Friday, February 18, 2005

Response to Cardozo

Reader Cardozo asked in Oh Lord Won't You Buy Me a Mercedes Benz, a post which dealt in part with growing car-bomb making capability of terrorists in Southeast Asia, how to say a strange thing.

W: How do you say "Ich bin ein Israeli" in Tagalog? I hope they never have to learn that phrase, but should they have to, I hope they do.

Cardozo,

I guess the sonorous way to say 'ich bin ein Israeli' in Tagalog is 'hindi kayo nag-iisa', which literally means 'you are not alone'. Of the course proper setting in which to say it is to imagine yourself in a low dive called the 'Boteng Umiilaw', a tin shack with packed dirt floors under a decrepit bridge by an open sewer in Vitas, Tondo. It would be lit by a 15-watt red-colored incandescent bulb. A really cheap sound system will be thumping out the guitar introduction to "Faithful Love" as wary stares are exchanged from bleary eyes all around. All the drinkers would be butchers in the municipal abbatoir located right over the fence, next to the sewer; their clothes stained with blood.

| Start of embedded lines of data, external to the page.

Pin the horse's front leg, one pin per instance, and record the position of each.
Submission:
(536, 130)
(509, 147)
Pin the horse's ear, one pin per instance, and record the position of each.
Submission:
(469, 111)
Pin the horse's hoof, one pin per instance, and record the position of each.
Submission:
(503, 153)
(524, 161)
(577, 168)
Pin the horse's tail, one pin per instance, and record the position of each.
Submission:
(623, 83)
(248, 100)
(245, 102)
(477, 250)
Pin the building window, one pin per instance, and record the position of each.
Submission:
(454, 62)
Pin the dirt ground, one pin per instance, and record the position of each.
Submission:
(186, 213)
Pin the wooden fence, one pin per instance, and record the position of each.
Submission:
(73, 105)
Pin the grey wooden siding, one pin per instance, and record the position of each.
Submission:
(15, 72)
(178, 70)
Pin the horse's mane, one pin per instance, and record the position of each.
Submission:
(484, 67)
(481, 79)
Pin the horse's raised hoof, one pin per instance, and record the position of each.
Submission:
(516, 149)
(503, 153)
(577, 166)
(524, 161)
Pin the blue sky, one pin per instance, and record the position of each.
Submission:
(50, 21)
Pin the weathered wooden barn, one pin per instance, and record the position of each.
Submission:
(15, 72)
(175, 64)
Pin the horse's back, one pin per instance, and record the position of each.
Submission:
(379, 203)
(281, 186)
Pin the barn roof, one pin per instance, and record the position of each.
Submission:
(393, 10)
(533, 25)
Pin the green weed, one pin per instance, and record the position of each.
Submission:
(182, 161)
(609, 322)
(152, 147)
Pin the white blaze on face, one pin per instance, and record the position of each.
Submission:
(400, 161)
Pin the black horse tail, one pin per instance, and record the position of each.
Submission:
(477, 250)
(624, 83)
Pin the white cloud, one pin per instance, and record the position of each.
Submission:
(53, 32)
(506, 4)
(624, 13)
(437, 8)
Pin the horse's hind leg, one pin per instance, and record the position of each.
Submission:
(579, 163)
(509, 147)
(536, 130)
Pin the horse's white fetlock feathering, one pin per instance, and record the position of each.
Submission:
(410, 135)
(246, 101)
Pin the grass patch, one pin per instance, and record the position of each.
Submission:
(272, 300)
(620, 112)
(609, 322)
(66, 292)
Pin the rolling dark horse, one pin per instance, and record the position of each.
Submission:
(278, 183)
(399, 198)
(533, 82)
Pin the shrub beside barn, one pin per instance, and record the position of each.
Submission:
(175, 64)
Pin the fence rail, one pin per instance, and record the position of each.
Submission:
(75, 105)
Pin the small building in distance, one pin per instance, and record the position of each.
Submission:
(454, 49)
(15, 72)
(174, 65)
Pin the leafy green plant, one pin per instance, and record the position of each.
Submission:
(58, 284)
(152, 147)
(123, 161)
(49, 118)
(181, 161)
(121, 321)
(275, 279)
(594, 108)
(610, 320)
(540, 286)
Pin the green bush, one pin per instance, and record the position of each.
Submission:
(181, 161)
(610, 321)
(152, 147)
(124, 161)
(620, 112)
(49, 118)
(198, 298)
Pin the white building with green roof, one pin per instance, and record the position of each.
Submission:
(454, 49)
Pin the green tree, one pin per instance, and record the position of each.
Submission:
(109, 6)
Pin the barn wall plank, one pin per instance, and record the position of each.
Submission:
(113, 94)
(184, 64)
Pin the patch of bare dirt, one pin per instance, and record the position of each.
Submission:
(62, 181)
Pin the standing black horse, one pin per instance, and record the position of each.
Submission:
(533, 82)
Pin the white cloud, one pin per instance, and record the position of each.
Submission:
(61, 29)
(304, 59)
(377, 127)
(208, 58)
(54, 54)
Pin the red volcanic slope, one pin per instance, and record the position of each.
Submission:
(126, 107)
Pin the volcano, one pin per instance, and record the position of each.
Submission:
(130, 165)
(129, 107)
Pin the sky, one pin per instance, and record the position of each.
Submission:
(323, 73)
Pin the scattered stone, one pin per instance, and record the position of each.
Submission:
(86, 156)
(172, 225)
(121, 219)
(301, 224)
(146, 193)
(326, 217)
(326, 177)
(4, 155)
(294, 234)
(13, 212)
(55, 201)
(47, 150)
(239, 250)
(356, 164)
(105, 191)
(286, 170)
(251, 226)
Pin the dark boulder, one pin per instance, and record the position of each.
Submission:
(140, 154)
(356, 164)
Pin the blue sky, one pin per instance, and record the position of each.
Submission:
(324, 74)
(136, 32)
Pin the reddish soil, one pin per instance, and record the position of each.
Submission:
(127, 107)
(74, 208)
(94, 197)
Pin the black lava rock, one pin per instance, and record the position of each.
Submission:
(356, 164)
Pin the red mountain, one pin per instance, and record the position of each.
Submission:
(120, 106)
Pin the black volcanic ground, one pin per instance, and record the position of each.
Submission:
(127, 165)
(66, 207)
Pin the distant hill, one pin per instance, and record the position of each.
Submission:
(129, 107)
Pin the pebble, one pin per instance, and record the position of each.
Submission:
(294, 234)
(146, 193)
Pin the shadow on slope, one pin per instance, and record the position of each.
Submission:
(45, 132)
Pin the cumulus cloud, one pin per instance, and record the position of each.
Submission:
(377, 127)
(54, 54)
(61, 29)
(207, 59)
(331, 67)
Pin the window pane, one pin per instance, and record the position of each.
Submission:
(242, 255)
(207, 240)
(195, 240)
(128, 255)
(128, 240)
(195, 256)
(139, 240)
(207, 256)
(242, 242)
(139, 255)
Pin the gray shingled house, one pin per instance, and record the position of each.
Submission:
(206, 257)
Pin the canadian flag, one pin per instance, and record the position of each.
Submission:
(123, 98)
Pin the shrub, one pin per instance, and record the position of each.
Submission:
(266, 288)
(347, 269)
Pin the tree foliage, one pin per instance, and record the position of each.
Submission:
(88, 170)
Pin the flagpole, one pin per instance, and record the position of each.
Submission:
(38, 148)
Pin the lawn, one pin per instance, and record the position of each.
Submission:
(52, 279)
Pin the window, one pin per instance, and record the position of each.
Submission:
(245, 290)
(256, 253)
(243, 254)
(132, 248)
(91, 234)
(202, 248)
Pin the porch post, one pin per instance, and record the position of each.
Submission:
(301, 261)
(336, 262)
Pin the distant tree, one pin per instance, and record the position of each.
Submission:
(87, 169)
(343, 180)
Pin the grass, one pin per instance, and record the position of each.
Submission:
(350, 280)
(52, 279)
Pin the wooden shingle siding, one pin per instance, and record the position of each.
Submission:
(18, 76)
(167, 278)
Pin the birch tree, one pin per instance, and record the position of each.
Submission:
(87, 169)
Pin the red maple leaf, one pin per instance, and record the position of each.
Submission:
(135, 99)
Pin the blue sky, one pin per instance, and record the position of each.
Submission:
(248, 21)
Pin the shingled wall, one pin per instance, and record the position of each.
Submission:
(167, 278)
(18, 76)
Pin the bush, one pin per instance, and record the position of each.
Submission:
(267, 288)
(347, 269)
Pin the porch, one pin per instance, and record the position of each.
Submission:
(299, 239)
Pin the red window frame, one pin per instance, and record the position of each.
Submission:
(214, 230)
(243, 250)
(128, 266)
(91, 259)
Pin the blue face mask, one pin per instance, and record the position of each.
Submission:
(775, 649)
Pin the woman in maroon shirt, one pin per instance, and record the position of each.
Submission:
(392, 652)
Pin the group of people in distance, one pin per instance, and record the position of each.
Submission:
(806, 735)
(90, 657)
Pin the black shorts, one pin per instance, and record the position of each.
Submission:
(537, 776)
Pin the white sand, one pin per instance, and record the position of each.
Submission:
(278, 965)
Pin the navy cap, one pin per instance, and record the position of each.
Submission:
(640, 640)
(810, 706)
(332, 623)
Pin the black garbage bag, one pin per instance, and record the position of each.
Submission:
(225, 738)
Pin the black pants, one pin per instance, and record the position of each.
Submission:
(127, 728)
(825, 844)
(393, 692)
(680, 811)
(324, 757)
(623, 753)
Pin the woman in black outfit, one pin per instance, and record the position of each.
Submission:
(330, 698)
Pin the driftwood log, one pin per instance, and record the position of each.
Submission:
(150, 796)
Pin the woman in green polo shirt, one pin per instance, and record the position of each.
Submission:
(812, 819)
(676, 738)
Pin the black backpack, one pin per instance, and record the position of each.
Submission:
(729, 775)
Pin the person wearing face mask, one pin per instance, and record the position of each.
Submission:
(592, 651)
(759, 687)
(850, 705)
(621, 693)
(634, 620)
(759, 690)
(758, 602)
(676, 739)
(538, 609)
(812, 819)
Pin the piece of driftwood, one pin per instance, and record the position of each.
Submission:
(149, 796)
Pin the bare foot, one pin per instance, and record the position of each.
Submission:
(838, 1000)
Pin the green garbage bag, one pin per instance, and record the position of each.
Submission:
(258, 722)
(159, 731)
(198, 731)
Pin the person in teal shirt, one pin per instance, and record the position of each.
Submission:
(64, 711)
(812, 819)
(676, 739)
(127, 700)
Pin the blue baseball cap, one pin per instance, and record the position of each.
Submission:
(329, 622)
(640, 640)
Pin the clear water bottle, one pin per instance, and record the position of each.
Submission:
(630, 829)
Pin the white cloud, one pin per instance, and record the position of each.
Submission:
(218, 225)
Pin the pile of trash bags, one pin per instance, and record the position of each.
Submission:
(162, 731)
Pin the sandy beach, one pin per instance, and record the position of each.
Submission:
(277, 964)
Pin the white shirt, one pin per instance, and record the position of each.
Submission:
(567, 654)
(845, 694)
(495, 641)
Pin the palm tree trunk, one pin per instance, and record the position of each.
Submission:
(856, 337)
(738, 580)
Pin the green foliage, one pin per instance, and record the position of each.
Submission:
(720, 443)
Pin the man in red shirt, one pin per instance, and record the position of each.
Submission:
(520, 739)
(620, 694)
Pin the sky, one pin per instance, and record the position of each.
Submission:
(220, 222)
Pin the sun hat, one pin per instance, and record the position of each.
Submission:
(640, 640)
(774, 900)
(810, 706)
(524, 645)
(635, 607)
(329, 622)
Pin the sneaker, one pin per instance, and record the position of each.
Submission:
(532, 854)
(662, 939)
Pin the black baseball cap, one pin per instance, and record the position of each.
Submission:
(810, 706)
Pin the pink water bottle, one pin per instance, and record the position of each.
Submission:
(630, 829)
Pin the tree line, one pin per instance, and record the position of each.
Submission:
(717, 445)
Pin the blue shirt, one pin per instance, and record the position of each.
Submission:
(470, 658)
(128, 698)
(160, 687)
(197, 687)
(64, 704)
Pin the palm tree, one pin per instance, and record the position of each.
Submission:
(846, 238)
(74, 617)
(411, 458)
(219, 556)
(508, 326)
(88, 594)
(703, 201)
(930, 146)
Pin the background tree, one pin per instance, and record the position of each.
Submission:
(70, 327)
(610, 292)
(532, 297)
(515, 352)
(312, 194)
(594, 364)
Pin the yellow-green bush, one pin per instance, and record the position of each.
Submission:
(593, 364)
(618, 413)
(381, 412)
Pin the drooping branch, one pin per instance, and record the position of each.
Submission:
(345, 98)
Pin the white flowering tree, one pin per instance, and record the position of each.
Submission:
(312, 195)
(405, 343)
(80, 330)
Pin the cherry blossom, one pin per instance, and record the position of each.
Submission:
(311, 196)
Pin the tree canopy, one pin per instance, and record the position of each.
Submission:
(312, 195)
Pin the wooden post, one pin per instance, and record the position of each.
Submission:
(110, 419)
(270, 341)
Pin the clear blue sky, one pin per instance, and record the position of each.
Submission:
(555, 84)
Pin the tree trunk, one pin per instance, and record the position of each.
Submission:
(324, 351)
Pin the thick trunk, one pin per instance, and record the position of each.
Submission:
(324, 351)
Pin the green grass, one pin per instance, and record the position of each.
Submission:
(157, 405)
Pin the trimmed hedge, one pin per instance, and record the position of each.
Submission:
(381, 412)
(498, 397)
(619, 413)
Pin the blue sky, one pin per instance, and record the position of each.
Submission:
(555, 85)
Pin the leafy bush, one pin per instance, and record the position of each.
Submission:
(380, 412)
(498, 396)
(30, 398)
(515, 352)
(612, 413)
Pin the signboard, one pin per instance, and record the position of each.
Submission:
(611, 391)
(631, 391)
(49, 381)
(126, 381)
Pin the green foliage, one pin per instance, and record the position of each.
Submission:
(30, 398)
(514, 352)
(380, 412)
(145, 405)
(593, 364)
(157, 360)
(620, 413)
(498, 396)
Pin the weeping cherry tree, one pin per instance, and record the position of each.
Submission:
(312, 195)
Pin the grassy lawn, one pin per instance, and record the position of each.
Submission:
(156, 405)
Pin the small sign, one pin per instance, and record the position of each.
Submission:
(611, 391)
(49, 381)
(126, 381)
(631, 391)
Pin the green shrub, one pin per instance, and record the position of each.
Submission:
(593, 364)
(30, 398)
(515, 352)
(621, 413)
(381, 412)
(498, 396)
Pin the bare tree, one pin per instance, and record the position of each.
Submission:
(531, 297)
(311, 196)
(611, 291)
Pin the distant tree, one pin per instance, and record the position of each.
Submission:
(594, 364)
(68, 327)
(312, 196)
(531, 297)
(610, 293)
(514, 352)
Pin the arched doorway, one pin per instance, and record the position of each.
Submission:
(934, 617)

When the inevitable fight breaks out the red bulb should be shattered by a thrown glass, but in the glow of the jukebox, you might see, as in strobe photography, the glint of balisong blades flashing open: some in a smooth overhand and others with a flip, twist and flip back. The man you came to see will be pinned in a corner and you will hear yourself saying, in a voice not quite your own, 'hindi ka nag-iisa'.